Een van de argumenten in het betoog van De Both is dat Büchner in een brief gesproken zou hebben over ‘verwante zielstoestanden’. Dat zou inderdaad een sterk argument zijn, wanneer die woorden ook daadwerkelijk in een brief hadden gestaan, maar dat is niet zo. Ludwig Büchner is de bron van die woorden: die schrijft in zijn nawoord bij de door hem bezorgde verzamelde werken van Georg Büchner dat zijn broer dat ooit heeft gezegd of geschreven. Dus weer zo’n bron die je niet kunt gebruiken om verregaande conclusies te trekken.

De Boths primaire belangstelling ligt niet bij de literatuur maar bij de schizofrenie, in de geschiedenis waarvan de persoon Lenz en het proza van Büchner over hem een interessante rol spelen. De vertaling is in dit boekje geen doel op zich, maar een vehikel voor een leuke opgerekte anekdote. De Boths literatuuropvatting blijkt uit de opmerking dat Büchners ‘motief om deze novelle te schrijven […] niet alleen van literaire aard [was]. Er zijn allerlei aanwijzingen dat het schrijven van een novelle ook een belangrijke persoonlijke betekenis had.’ Dus: literatuur maak je wanneer het schrijven geen persoonlijke betekenis heeft? Terwijl de kracht van Büchner juist is, dat hij van alles literatuur maakte: van de geschiedenis, van de actualiteit, en ook van het leven.

Toch maar iets over de vertaling, want je kunt tenslotte niet een paar dagen boos in zo’n boekje bladeren zonder af en toe op een zin te stuiten. Laten we, met de opmerking vooraf dat ik na vijfentwintig jaar natuurlijk ook de neiging heb in onze eigen vertaling te krassen, eens naar de laatste zin van de tekst kijken.

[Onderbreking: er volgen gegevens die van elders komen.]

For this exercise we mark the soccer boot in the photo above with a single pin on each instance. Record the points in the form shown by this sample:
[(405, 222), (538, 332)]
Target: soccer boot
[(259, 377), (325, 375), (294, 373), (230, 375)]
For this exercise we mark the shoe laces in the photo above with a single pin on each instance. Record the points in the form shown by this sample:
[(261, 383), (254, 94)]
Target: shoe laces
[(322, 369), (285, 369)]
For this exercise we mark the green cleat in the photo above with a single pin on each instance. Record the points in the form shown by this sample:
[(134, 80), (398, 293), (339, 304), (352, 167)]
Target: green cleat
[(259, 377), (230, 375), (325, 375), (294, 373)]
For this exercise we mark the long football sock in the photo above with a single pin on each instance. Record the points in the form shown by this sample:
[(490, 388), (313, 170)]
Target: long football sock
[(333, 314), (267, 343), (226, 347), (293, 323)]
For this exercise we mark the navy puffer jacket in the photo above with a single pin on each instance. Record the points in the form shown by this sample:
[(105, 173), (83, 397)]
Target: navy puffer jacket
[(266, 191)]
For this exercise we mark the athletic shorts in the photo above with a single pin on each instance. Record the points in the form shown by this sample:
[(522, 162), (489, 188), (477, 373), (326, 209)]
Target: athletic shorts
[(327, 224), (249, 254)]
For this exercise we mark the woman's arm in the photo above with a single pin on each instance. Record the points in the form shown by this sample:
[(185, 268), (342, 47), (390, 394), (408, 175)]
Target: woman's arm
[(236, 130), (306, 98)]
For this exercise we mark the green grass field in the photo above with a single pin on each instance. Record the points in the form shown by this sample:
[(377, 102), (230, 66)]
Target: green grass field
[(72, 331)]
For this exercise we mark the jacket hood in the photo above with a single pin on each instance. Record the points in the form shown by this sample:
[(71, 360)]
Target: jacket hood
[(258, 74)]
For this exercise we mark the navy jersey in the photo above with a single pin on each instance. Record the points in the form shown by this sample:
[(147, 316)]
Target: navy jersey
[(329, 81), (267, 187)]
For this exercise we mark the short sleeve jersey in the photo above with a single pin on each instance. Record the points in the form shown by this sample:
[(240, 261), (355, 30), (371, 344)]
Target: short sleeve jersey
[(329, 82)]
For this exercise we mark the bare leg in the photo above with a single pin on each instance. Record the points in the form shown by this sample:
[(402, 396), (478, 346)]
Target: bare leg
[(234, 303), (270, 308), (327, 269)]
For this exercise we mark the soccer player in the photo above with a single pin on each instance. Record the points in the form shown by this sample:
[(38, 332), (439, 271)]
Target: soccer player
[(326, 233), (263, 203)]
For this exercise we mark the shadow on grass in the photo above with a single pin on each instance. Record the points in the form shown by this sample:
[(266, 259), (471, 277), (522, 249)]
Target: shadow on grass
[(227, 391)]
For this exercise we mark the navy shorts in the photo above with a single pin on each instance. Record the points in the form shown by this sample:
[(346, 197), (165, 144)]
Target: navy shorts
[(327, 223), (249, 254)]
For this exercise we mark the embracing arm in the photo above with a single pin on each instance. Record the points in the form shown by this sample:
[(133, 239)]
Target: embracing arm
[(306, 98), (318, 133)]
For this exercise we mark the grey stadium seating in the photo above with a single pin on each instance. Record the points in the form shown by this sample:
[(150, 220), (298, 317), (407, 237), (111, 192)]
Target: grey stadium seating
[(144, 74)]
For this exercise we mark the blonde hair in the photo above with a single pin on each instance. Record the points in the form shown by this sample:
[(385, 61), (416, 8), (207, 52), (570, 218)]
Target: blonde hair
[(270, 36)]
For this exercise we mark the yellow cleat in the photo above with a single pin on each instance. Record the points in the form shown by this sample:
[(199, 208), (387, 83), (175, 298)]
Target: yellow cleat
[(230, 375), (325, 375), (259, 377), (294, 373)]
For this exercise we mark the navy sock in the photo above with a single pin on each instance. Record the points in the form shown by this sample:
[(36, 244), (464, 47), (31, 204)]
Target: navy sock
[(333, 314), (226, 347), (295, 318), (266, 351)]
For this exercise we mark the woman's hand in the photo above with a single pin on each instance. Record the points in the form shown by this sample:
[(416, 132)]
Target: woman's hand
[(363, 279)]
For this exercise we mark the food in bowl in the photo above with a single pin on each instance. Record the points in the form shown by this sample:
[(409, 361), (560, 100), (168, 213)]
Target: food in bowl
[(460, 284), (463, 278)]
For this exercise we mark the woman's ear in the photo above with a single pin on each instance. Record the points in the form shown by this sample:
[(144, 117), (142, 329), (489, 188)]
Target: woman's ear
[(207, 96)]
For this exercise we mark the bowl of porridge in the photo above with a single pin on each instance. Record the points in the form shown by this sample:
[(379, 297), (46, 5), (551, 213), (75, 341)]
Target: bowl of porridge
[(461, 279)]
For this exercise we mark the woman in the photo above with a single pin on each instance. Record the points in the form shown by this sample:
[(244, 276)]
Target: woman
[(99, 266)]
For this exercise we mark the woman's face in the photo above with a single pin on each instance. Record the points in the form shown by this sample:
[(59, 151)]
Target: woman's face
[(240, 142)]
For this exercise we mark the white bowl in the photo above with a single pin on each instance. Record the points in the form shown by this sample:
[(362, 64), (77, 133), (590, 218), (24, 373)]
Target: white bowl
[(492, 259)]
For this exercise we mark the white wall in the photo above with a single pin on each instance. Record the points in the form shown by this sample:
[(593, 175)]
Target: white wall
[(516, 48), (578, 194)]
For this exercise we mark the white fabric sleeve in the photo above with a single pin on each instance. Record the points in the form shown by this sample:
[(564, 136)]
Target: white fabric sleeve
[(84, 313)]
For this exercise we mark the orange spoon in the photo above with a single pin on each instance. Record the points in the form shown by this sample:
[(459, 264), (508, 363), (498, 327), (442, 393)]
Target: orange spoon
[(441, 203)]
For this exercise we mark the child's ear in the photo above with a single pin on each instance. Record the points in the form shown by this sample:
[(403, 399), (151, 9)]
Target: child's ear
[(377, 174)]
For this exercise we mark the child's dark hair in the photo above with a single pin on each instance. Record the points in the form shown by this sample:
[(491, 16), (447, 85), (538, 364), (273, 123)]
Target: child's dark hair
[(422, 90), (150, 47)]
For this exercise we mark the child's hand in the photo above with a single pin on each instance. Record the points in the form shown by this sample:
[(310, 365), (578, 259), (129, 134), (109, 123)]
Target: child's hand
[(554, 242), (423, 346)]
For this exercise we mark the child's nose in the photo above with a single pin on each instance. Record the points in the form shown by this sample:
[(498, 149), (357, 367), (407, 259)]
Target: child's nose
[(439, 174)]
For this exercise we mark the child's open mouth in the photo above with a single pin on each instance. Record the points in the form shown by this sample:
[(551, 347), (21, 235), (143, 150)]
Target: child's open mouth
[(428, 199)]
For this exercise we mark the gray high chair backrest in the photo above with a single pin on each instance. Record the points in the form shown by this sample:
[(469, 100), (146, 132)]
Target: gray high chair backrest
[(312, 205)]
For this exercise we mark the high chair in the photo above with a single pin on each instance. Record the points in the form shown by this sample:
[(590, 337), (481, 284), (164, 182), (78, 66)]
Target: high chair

Die zin is, met een hedendaags anglicisme gezegd, in de Duitse literatuurgeschiedenis ‘iconisch’: ‘So lebte er hin.’ Bij De Both staat: ‘Zo leefde hij voort.’ Ik denk dan meteen: in de harten der menschen zeker. Zo’n gedachte is funest. Lenz is een uiterst krachtige, meeslepende en ontroerende tekst, en de laatste zin is er een majestueuze afsluiting van, samen met de zinnen die eraan voorafgaan: ‘Er schien ganz vernünftig, sprach mit den Leuten; er tat Alles wie es die Andern taten, es war aber eine entsetzliche Leere in ihm, er fühlte keine Angst mehr, kein Verlangen; sein Dasein war ihm eine notwendige Last.’ De totale aftakeling in een paar zinnen. Als je het over schizofrenie en gekte wilt hebben, dan laat je met ‘Zo leefde hij voort’ een behoorlijke kans lopen.

Deze uitgave, kortom: je zou er gek van worden.

 

Georg Büchner, Lenz. Uit het Duits vertaald en van een voorwoord, noten en een nawoord voorzien door Kees de Both. Utrecht: Uitgeverij IJzer, 2010.